だから延々とした恫喝の後、何かサポートをしているかもしれませんが、結局数年未達なわけでしょう。
何かしていると思えないし、していても正しくないし、そんなことしかできないマネージャーならさっさと降りろという気持ち。
だいたいそんな人たちについていきたいと思います?

そして100名規模の会社にあるあるな、責任者の枠が少ない為昇進できない。
さらに若手に譲る戦略かつプロパー大優先の為、私の年齢からすると飼い殺し状態になる。
その点に関しては方針上不満はないのですが、どうも役割がある=偉いという風潮が強い会社なので色々面倒くさかった。
マネージメント層への推薦を頂いて断っている&成績優秀者なので名は通っていた分、他の人ほどの苦労はしなかったけれど、それでもどうでも良いくだらないやり取りに時間を取られるのがだるかったし、誰の目で見ても優秀な子が「プロパーではない」という理由だけで冷遇されているのを見ると他人事でも良い気分はしないです。


同じ会議に出ていてもちょっとした感想や意見もマネージャーと通さないと発言できないし、そのマネージャーも日和るから握りつぶされるんですよ。
だったら最初から意見求めないでほしい…

・体制が古い
システムで提出させたものを紙でハンコを押して再提出する必要がある、とかは可笑しいなあと思ったりしましたし、その理由が理由になっていなかったりするのはまだ割り切れましたが…

「コロナによるリモートワークで止まっていた仕事を出社して動かしていく。(2021年秋)」という発言がもうだめだった。
止まってたのはお前だけだし、そのセリフを最初の宣言の時ならまだしも、もうリモートが定着した世の中の今言うか?と。
本当に止まっていたというなら企業努力の問題だよ。そしてそれを何とかするのがお前の仕事だろ…と。

これで私たち、フルリモートのクライアントとかフルリモートの採用やっている会社にプレゼンするのですよ。
笑ってしまいますよね。

・採用を知らない
社内の不満での一番は「我々は採用を知っている」という態度がひどい。
そもそも採用をしたことがない人たちが採用を知っているって堂々と言いきれるのはどういう了見なの?
そしてその前提があるので、学ぼうともしないのですよ。
お客様の安心のためのポーズじゃない。本当にそう思って仕事してる。

あなたの仕事でその業界未経験な評論家が偉そうに「私はあなたの仕事を知り尽くしています」って言われたらどう思います?
良い気はしないでしょう?

特に採用経験者からすると「当然理解できる事情」に対して共感をできない人が多くてもやもやしていました。
そしてその感性で仕事をしているので「情報を集める」という事をしないのです。
知ろうとしない、というのが大きい。

・自責でものを考えない
殆どの人が他責でモノを考えていました。
若手が出来ないことに対して、教育がなっていないからできない。
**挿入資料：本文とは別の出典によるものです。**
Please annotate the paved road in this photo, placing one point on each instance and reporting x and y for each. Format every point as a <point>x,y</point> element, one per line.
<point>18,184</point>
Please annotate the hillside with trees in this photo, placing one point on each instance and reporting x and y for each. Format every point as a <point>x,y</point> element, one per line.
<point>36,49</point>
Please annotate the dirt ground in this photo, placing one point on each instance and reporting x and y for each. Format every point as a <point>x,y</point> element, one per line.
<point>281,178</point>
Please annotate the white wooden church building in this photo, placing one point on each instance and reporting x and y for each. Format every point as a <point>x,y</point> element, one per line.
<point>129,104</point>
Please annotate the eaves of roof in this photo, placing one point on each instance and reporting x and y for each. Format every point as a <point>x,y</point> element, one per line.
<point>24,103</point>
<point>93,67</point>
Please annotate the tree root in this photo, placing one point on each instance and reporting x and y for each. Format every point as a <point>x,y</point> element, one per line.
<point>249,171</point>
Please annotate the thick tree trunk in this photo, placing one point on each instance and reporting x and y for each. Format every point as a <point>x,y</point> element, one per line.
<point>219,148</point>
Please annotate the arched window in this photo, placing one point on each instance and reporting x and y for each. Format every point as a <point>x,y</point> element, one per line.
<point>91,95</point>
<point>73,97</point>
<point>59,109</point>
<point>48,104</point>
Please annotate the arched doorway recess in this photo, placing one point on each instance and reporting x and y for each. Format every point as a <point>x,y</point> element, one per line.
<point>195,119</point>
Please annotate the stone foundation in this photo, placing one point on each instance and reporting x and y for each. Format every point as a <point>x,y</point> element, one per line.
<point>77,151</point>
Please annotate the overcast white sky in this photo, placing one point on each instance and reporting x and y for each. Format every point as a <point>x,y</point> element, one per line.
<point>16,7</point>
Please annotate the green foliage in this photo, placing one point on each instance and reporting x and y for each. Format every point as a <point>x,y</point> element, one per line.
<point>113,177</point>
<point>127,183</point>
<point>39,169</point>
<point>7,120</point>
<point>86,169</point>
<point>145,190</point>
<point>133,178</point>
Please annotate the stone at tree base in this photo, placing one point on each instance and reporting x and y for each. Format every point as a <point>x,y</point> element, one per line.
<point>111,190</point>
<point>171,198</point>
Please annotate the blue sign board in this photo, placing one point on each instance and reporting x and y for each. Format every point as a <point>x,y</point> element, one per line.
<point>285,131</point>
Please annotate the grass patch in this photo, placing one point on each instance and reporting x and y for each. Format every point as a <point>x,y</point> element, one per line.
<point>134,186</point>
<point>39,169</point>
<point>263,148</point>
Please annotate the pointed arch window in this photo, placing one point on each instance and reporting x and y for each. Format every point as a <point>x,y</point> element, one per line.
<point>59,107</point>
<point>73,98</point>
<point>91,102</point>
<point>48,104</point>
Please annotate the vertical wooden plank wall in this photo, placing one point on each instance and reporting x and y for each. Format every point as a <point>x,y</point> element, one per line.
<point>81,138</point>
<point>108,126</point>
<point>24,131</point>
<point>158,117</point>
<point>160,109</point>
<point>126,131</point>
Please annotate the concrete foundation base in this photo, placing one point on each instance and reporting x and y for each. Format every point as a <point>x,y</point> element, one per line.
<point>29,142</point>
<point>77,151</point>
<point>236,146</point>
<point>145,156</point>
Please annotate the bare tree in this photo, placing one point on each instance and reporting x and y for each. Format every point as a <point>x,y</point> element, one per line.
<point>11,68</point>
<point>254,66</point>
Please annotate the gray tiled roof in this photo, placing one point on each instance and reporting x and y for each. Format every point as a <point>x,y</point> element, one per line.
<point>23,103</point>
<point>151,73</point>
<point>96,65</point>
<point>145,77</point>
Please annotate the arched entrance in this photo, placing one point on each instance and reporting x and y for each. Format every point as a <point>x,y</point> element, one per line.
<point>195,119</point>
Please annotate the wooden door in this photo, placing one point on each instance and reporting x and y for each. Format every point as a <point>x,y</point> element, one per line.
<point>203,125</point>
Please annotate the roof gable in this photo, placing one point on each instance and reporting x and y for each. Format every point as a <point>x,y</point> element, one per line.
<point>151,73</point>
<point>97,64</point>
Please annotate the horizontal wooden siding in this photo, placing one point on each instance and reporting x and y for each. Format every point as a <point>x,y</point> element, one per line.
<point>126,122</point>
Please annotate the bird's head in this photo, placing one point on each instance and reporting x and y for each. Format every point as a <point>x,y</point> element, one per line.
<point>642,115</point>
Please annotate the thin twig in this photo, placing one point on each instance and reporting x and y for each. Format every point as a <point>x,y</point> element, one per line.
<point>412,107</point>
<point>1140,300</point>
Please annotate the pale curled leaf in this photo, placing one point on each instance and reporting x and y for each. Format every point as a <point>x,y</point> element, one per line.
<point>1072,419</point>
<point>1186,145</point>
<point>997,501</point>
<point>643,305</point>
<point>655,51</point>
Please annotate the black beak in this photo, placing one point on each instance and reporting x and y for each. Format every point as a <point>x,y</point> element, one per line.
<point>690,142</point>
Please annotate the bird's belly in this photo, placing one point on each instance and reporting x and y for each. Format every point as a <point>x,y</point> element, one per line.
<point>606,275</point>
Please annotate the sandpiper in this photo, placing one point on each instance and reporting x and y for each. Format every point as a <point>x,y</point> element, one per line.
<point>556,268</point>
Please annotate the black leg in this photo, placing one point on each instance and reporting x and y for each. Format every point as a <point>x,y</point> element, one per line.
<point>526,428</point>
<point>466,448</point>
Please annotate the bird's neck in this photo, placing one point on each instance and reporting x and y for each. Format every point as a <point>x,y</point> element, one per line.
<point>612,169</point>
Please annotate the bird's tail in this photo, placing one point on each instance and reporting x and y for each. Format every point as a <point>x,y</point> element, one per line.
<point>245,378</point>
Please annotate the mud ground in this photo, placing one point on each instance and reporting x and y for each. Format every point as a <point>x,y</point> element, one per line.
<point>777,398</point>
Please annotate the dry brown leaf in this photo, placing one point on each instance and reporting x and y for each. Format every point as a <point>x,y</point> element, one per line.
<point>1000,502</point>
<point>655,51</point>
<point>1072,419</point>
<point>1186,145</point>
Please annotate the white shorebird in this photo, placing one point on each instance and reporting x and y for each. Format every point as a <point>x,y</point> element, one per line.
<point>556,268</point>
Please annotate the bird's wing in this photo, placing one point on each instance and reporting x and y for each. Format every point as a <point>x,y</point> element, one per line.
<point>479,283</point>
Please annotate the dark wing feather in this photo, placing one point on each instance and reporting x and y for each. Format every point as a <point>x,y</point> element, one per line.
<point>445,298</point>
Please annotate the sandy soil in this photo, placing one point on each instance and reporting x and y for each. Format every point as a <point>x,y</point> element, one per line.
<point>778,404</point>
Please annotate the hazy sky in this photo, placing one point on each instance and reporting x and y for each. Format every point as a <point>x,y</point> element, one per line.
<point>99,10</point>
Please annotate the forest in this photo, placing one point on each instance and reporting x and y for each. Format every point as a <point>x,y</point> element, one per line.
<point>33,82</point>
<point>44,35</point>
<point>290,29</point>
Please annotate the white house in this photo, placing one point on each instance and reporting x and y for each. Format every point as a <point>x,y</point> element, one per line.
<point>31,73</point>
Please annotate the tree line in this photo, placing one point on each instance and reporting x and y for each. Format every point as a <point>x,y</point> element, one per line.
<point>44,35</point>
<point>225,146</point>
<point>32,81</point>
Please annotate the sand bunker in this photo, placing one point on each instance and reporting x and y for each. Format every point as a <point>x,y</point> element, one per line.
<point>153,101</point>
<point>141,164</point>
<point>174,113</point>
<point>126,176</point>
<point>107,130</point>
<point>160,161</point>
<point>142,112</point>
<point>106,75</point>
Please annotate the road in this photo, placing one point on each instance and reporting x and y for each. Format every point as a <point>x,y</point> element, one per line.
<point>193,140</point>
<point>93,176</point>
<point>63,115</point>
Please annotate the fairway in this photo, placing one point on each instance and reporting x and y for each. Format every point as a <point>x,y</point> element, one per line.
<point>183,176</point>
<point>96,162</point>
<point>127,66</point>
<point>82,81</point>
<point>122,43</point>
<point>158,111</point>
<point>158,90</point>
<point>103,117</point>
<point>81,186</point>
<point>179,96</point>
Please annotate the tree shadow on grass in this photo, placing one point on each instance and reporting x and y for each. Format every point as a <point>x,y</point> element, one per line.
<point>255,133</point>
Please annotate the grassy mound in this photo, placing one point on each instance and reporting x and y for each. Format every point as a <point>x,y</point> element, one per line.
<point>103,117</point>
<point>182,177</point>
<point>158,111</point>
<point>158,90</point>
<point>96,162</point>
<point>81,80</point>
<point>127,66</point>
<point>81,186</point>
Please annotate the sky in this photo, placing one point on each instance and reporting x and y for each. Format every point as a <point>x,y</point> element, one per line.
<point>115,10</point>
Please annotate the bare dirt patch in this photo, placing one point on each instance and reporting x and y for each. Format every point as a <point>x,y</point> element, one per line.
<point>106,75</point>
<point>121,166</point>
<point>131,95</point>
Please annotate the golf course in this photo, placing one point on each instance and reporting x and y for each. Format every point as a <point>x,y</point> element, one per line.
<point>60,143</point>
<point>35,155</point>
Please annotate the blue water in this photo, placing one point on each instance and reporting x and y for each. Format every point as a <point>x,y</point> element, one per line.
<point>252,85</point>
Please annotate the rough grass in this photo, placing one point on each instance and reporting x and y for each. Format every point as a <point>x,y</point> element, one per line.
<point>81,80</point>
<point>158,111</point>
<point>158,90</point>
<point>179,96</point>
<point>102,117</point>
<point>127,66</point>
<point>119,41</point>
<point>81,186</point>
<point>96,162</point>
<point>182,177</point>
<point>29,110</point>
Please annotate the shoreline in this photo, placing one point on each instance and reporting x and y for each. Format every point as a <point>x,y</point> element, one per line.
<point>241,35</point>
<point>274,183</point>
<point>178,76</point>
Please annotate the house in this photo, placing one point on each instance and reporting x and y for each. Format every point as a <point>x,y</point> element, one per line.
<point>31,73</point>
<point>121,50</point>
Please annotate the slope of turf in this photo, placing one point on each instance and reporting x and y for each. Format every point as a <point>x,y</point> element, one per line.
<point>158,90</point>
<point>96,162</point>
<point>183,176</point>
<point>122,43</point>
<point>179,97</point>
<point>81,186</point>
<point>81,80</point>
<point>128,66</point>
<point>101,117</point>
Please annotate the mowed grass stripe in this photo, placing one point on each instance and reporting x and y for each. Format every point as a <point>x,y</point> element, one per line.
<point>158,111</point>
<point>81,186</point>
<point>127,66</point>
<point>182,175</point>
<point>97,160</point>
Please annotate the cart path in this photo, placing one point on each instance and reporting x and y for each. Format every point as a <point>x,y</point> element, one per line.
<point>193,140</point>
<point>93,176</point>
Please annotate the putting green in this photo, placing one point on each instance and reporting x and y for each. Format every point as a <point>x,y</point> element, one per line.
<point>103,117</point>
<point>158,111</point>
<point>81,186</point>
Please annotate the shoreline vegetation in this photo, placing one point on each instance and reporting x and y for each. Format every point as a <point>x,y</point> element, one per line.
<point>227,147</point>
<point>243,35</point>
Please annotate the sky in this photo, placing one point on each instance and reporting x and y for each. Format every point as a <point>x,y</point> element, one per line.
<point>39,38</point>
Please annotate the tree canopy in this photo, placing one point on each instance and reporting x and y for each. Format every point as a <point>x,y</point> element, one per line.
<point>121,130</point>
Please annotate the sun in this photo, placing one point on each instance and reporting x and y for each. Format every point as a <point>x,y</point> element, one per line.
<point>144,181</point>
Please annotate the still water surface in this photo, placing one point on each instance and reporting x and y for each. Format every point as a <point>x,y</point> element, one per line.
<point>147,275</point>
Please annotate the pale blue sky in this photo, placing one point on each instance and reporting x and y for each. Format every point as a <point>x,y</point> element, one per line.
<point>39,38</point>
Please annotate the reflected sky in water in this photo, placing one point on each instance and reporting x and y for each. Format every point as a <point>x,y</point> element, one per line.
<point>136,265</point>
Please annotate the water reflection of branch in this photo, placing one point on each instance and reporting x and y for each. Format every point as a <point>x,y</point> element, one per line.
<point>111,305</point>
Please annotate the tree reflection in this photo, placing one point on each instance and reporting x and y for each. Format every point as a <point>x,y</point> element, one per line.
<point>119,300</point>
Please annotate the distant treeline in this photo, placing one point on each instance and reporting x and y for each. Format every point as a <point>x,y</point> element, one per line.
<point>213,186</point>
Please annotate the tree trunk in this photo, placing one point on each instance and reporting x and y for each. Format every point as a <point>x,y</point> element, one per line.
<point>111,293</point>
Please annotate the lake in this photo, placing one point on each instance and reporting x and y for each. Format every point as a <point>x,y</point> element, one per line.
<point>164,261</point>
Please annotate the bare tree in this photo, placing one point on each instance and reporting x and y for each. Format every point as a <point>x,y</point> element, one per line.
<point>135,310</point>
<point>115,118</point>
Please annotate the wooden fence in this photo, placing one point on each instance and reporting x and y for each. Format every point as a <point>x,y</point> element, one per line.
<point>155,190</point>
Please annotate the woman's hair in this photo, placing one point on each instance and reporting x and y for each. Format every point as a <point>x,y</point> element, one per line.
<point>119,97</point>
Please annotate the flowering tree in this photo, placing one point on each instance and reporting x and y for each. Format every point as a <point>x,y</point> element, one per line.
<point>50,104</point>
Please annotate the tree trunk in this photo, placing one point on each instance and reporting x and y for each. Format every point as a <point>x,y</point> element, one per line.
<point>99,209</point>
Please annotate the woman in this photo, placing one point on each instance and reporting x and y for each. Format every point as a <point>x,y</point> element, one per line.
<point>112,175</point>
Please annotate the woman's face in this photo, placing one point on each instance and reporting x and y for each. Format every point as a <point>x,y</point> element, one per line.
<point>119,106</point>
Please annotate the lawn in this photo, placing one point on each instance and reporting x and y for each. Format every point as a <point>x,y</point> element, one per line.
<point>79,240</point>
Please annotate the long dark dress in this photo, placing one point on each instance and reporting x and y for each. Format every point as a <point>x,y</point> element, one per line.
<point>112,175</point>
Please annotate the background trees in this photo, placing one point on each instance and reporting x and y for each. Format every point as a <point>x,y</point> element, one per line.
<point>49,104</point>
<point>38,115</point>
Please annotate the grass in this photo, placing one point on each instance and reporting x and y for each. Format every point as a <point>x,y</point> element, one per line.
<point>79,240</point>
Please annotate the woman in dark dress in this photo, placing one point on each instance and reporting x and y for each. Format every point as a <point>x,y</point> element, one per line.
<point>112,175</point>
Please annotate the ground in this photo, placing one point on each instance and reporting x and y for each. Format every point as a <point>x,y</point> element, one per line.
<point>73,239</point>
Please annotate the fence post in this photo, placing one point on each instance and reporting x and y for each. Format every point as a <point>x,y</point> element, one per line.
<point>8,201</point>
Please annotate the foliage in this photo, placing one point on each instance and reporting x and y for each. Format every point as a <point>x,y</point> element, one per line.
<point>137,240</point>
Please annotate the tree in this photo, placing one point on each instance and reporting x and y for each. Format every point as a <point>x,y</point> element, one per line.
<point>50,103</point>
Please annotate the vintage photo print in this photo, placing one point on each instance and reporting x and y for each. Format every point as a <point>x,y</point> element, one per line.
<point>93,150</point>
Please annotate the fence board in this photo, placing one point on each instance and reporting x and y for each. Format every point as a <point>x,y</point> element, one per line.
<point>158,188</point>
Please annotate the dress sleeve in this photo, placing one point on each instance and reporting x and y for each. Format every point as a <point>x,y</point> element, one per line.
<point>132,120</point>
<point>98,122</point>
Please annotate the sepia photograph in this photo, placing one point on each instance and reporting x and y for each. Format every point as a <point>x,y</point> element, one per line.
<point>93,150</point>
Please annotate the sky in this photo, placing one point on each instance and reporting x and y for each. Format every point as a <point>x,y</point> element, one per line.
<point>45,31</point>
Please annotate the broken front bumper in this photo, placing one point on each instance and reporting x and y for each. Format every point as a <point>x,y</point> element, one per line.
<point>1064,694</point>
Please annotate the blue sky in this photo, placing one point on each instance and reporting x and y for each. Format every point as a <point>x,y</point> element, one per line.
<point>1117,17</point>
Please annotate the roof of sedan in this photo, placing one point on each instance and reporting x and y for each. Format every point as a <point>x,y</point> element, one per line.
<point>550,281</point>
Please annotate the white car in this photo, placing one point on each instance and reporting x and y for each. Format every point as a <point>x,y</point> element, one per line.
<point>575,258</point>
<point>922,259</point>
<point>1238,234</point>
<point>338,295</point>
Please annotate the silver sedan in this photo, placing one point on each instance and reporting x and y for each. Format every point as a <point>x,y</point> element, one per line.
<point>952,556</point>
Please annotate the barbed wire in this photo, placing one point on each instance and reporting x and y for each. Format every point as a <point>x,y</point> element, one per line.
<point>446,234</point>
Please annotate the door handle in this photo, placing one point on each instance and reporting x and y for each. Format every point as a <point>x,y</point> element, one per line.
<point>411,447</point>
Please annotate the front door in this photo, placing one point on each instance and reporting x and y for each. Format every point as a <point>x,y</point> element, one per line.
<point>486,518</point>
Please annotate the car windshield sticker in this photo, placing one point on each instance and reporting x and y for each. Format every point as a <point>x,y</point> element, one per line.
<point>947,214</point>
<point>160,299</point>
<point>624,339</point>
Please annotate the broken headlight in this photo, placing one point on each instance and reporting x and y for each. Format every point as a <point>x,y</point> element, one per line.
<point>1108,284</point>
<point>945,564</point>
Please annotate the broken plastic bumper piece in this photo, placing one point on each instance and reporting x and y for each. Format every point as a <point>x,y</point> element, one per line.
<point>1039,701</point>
という他責ならまだしも、自案件すらオーナーシップを持たない。
だから失敗してもどこか他人事だし、成功しても同じく他人事。
実際に私たちの業務でお客様の採用が成功した、と自信をもって言える立場にないことを差し引いてもあの関心のなさは何だったのだろうか…

・動き出しが遅い
これもあるあるなのかもしれないけれど、責任を誰も取りたがらない上、上は上で自分の気に食わないことをやる気がないので結果的に良く見積もって同業他社に比べて二手遅れ。下手すれば三手遅れ。
その上サンクコストにとらわれすぎ。
ぶっちゃけ今すぐプロジェクトを辞めた方がましなレベルまで来てもう2年。
そもそもそもの動き出しが2年遅れている上、完成も3年遅れているので今更あれをリリースして誰が喜ぶのだろうか。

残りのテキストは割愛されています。